En procédant ainsi, il est possible d’identifier les moments qui comptent le plus pour les employés et ainsi déterminer comment générer des comportements favorables à l’expérience client à ces moments précis. Par exemple, lors de la phase d’intégration, chaque nouveau collaborateur pourrait avoir l’occasion de rencontrer un client pour lui témoigner de la confiance immédiate qui lui est accordée.
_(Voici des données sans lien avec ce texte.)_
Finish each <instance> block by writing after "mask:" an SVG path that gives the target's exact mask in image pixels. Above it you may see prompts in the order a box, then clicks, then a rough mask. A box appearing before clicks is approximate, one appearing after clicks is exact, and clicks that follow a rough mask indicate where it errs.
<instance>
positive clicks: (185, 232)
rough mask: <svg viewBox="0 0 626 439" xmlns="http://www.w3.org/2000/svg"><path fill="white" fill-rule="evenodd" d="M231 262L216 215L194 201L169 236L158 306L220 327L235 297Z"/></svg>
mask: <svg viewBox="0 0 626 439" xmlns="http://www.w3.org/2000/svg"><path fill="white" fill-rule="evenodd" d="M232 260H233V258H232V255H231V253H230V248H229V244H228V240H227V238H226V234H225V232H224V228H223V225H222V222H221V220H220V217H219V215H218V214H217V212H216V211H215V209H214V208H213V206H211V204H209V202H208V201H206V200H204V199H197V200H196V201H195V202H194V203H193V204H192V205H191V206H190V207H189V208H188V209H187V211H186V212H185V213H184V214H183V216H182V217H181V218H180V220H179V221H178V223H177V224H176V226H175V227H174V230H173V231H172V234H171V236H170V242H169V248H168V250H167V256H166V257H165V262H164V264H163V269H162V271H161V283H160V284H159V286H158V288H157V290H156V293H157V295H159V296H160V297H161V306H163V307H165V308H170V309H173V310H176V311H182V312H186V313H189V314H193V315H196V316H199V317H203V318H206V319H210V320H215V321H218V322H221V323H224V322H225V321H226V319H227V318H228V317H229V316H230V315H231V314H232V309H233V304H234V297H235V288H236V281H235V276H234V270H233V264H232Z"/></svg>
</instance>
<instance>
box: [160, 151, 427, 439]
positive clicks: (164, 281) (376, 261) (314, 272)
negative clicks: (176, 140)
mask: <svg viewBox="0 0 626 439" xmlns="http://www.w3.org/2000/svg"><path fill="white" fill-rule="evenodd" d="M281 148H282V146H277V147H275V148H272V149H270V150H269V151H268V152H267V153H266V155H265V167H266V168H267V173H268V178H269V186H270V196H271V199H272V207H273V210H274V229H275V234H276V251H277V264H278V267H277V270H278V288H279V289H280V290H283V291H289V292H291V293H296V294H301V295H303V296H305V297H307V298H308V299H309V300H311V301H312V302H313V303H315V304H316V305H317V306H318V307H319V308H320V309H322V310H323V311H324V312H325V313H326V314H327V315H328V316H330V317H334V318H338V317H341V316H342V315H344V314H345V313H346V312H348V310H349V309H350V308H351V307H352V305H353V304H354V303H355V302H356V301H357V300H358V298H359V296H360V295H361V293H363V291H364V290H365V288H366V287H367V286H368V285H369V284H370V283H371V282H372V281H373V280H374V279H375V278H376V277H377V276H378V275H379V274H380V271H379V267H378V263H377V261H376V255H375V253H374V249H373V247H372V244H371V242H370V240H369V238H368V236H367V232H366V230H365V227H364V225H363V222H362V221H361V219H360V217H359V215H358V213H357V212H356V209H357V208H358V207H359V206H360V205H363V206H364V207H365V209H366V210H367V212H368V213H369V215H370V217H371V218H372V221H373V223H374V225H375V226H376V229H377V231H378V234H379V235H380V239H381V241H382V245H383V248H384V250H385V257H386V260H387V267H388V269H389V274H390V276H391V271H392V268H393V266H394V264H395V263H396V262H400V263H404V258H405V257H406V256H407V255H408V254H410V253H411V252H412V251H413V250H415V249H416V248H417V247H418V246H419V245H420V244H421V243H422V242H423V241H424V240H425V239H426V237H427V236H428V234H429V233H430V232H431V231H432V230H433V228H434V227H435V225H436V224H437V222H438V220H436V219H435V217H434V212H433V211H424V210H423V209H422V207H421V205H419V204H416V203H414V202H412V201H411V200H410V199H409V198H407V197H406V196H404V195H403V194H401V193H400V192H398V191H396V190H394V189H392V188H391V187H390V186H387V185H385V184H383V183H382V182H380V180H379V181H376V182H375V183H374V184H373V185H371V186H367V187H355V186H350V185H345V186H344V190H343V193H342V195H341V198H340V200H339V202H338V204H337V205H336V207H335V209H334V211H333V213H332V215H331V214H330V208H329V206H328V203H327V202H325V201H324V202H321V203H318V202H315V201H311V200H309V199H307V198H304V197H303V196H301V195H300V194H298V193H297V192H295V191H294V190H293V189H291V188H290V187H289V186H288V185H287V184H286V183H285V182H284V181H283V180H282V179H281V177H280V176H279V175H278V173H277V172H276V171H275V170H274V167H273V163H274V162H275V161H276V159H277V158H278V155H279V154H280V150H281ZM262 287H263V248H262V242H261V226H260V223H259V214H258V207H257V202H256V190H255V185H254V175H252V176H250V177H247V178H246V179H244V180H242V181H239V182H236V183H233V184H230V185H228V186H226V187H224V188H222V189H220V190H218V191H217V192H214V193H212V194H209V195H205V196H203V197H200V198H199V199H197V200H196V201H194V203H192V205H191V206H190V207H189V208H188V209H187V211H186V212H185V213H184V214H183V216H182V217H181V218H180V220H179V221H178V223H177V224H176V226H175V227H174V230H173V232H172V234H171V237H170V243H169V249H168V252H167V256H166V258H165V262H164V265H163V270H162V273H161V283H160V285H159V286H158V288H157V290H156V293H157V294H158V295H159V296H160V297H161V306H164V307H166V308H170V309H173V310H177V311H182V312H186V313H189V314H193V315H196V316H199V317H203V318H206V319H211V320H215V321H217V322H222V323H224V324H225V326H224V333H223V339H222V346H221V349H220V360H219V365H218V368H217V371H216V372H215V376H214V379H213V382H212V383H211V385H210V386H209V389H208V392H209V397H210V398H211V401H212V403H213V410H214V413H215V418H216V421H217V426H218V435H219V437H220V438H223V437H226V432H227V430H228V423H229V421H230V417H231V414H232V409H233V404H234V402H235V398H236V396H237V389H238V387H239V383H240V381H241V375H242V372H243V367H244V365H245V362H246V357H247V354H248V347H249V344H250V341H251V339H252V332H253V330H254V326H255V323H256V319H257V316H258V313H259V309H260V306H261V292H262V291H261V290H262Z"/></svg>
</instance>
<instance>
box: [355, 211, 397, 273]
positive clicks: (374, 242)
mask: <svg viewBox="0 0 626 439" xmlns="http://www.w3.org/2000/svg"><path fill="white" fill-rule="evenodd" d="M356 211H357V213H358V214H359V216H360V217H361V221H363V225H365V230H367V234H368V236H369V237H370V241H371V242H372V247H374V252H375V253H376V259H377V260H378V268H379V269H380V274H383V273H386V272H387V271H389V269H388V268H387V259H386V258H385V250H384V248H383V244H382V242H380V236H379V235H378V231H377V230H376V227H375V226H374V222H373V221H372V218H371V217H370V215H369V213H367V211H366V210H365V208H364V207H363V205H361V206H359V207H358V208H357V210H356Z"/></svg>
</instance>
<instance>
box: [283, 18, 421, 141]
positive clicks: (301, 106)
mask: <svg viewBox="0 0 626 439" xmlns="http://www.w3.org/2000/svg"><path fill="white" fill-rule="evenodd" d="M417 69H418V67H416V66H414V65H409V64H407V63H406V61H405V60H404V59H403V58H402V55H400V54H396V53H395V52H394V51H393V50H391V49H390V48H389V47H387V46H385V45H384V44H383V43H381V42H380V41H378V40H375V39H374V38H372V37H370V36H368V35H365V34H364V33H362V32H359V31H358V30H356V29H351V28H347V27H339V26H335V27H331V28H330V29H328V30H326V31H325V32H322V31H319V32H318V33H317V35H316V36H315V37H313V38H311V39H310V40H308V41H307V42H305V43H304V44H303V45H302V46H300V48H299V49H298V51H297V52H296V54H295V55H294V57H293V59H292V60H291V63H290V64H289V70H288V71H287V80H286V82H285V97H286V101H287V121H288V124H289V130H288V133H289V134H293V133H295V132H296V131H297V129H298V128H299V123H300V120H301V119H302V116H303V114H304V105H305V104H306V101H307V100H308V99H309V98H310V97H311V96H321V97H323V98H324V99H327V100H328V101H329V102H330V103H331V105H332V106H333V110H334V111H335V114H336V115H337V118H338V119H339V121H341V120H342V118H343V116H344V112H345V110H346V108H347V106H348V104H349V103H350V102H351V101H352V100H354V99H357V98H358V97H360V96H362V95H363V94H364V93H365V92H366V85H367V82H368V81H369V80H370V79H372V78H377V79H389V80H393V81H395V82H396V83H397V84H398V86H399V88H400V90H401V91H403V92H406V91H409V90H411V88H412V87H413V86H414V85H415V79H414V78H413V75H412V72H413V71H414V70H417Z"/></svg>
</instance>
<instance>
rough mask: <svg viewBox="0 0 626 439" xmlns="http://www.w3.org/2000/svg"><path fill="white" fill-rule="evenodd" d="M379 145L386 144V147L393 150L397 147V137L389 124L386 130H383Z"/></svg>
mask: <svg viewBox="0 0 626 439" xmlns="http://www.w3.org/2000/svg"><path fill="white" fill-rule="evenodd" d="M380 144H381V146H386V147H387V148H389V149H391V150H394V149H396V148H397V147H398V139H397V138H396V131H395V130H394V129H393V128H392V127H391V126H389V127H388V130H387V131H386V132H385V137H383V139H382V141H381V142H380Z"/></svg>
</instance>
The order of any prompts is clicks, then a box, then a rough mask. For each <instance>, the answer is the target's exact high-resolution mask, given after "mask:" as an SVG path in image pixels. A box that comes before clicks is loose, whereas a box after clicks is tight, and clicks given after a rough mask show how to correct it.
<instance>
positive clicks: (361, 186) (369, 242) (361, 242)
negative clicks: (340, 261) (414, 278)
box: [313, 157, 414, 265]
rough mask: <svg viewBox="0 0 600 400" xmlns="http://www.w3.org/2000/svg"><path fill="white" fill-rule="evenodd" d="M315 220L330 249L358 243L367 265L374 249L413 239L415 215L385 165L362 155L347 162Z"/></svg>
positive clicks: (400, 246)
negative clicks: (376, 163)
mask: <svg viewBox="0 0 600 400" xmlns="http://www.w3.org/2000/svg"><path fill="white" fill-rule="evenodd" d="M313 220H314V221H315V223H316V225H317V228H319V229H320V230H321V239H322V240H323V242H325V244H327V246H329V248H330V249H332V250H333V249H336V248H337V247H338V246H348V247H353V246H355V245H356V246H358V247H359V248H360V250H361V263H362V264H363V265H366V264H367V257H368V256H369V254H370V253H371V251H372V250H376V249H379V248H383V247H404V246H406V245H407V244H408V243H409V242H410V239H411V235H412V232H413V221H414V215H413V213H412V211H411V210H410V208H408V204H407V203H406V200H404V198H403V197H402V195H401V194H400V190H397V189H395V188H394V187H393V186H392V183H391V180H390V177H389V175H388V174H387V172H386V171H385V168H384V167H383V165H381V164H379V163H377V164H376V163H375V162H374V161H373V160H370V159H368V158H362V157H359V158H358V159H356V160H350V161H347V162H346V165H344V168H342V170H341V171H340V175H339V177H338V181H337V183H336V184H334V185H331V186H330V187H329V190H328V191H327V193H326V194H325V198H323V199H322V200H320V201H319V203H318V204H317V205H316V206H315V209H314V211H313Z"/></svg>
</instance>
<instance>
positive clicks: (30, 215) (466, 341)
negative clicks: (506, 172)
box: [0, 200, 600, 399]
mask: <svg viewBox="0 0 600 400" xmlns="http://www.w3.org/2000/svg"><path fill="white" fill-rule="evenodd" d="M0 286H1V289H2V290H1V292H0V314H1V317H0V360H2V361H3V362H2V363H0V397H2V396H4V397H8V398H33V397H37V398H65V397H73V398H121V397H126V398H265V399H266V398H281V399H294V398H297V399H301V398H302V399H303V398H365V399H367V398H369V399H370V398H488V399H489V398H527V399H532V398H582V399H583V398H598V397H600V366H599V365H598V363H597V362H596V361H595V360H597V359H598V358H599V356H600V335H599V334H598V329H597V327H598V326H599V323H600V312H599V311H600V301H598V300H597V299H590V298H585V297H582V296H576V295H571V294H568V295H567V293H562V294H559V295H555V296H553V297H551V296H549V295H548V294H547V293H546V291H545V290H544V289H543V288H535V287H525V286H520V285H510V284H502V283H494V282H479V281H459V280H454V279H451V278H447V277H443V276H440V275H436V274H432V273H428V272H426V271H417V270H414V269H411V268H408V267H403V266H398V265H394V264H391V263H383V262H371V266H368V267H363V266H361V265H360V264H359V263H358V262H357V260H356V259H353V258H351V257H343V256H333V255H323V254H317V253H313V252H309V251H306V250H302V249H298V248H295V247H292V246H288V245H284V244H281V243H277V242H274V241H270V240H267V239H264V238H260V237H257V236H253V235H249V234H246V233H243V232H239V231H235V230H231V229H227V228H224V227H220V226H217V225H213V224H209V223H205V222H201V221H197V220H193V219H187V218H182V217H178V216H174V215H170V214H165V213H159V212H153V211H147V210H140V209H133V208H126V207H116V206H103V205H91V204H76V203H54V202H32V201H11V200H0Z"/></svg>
Une autre option pourrait être d’intégrer le feedback des clients aux évaluations trimestrielles et devenir ainsi un indicateur clé dans les décisions de promotion.

Les travailleurs impliqués s’investissent pour le client

Expérience employé = expérience client ? Nous savons que ce n’est pas si simple, mais force est de constater que des employés épanouis et impliqués mettent plus de cœur à l’ouvrage ; or, l’expérience client ne repose-t-elle pas sur le petit plus qu’on leur accorde lors du parcours d’achat ? De l’attention particulière à la personnalisation complète de l’expérience d’achat en passant par un simple sourire… Selon une étude du Groupe Temkin, « 91 % des employés très impliqués font toujours ou presque toujours leur maximum au travail, contre 67 % des employés qui ne se sentent pas impliqués ». Il est donc important de garder en tête, pour toutes les entreprises qui cherchent à repenser leurs stratégies axées sur la relation client, de commencer par impliquer les employés avant d’envisager une quelconque transformation.